Minutes:
The
Head of Pensions Governance and Investments presented a report to provide
Members of the Teesside Pension Board with an update on current issues
affecting the Pension Fund locally or the Local Government Pension Scheme
(LGPS) in general.
The
four items covered in the update were as follows:
● Government
consultation on a remedy for discrimination identified in the McCloud/Sergeant
court cases.
A
government consultation had taken place on proposals designed to remove the
unlawful discrimination caused by the protection of older members when the
Local Government Pension Scheme was reformed in 2014. All leavers would now
have a check carried out to establish whether they would have been better off
under the final salary scheme or under the career average scheme. Whilst this
would not have a huge impact in terms of uplifting peoples
benefits, it would have resource implications for XPS. Checks would also need
to be made retrospectively on all leavers since 2014.
At
the last actuarial valuation in March 2019, the Actuary had made an assumption
that this unfairness would be corrected and added 0.9% of pensionable pay to
every employer’s contribution rate.
XPS
were considering how best to plan and resource for the applying the underpin and had already communicated with employers to
advise that additional data would be required.
● Reforming
Local Government Exit Pay.
Regulations
which introduced a limit of £95,000 on total exit payments to, or in respect
of, an individual leaving public sector employment had been passed and would
come into force on 4 November 2020. This created an issue for Administering
Authorities and for Scheme Employers, as the LGPS regulations had not yet been
changed. This meant the LGPS regulations stated that a member leaving the LGPS
on redundancy or business efficiency grounds aged 55 or more would have their
pension benefits paid immediately without any early retirement reduction applied
(regardless of employer cost), but the exit cap regulations stated that any
payment to, or in respect of them, was capped at £95K. The Local Government
Association was seeking legal advice on this and was expecting government
guidance on this imminently.
A
further proposal was that any member being made redundant could receive either
a redundancy payment, or the payment that their employer made for unreduced
benefits - the capital cost amount.

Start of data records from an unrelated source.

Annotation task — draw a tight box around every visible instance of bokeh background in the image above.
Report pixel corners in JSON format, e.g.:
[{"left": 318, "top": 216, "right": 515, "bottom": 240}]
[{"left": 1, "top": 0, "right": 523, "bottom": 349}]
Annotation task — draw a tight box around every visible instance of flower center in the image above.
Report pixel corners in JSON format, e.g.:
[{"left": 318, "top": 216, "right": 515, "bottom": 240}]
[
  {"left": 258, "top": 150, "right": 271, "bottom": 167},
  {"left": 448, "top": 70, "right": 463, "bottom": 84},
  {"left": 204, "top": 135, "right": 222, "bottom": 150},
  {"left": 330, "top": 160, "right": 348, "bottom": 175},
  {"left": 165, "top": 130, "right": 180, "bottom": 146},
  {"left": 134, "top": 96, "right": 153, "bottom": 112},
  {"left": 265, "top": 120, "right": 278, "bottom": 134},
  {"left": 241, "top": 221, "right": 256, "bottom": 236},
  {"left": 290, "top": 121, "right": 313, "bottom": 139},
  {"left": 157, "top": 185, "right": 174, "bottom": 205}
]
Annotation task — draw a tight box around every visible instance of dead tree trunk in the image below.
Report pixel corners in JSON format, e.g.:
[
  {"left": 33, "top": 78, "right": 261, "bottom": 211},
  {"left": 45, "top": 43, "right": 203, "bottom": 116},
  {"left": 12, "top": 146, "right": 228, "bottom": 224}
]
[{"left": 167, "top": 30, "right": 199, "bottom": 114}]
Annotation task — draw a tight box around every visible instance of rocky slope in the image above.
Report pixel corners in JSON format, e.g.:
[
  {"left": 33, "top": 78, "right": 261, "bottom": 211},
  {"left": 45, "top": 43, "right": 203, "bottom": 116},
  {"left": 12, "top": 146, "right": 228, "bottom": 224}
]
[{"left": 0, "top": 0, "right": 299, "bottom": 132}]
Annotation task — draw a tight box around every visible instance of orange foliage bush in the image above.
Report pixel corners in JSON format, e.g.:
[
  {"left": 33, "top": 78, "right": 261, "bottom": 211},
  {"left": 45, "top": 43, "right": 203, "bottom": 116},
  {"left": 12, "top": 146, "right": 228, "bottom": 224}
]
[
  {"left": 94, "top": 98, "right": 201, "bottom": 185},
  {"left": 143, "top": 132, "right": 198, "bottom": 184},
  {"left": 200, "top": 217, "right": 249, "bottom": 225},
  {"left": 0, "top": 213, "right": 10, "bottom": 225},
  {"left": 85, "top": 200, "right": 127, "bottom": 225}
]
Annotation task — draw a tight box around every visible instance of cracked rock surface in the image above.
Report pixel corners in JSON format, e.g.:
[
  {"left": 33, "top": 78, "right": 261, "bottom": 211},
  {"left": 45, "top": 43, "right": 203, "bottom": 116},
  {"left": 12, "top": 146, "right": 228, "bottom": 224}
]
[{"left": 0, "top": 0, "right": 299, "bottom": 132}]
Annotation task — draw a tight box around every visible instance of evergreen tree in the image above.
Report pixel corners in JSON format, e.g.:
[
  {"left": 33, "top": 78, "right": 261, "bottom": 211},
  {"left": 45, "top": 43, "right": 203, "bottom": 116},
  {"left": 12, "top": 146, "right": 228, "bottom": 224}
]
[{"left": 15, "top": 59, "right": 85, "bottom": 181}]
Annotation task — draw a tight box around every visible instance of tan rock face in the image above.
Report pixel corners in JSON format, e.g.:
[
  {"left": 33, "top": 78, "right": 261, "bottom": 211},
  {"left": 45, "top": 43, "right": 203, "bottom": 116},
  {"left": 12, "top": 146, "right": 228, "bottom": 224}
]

Members would no longer be entitled to both
and would need to choose.
● Partial
Government Response: Review of Employer Contributions and flexibility on exit
payments.
This
new legislation would allow administering authorities to review contributions
from employers to allow them to be considered in between valuations in certain
circumstances. There would also be more flexibility around Employer exit
payments and a new category of "Deferred Employer" would be
introduced along with the facility for administering authorities to enter into
a "Deferred Debt Agreement" with such an employer.
The
Head of Pensions Governance and Investments would work with the Scheme Actuary
to bring a revised draft Funding Strategy Statement (FSS) to the Committee to
agree prior to consultation with the scheme employers. The revised FSS would
set out the Fund’s policies in relation reviewing employer contributions and
flexibility on exit payments.
● Earliest age to access pension to increase from 55 to 57.
In
2014 the Government indicated its intention that the earliest age most
individuals would be able to choose to draw a pension would increase from age
55 to age 57 with effect from 2028. Thereafter the intention was for the age to
increase so that it stayed 10 years below an individual’s state pension age. In
a recent written response to Parliament, the Government affirmed its intention
to legislate for this increase in due course. Further detail would be provided
when available.
AGREED that the information provided was received and noted.